Storage, Ports, and Expansion
Storage is handled by two user-replaceable M.2 PCIe 4.0 x4 slots, with 2TB and 4TB options, so you are not stuck with a soldered drive. Connectivity is modern and generous: HDMI 2.1, USB4 at 40 Gbps, WiFi 7, and Bluetooth 5.4. The standout, though, is the OCuLink port — that gives you a high-bandwidth path to an external GPU enclosure, so the EVO-X3 can moonlight as a serious graphics workstation when a job calls for more than the integrated GPU.
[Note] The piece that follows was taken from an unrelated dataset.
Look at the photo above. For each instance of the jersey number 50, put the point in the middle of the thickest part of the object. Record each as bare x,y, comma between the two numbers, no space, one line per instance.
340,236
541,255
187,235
A Note on Timing and Pricing
In the spirit of accuracy, a couple of caveats. This is an early-access registration with a global launch set for July 6, so it is not shipping to everyone today. GMK has not announced final pricing, and a higher-tier variant built on a Ryzen AI Max+ PRO 495 with up to 192GB of memory is reportedly planned. Treat the EVO-X3 as "coming very soon" rather than "on shelves now," and wait for the official price before drawing value conclusions.
Who It's For
This is not a budget media box. The EVO-X3 is aimed at developers running local models, creators juggling heavy rendering, and enthusiasts who want desktop-class capability in a footprint that disappears under a monitor. The OCuLink port and replaceable storage signal a machine designed to adapt as your needs grow.
The Takeaway
The GMK EVO-X3 packs a 16-core Strix Halo APU, up to 128GB of unified memory, dual NVMe, and OCuLink expansion into a compact mini PC — a compelling recipe for running large models at home. With early access open and a July launch on the calendar, it is one of the more exciting local AI machines on the near horizon. I'm looking forward to pricing and hands-on numbers, but the ambition here is exactly what the small-form-factor space needs.
Sources: Liliputing — "GMK EVO-X3 mini PC with Ryzen AI Max+ 395 and up to 128GB RAM launches this month" — June 18, 2026; GMK early-access registration — June 22, 2026.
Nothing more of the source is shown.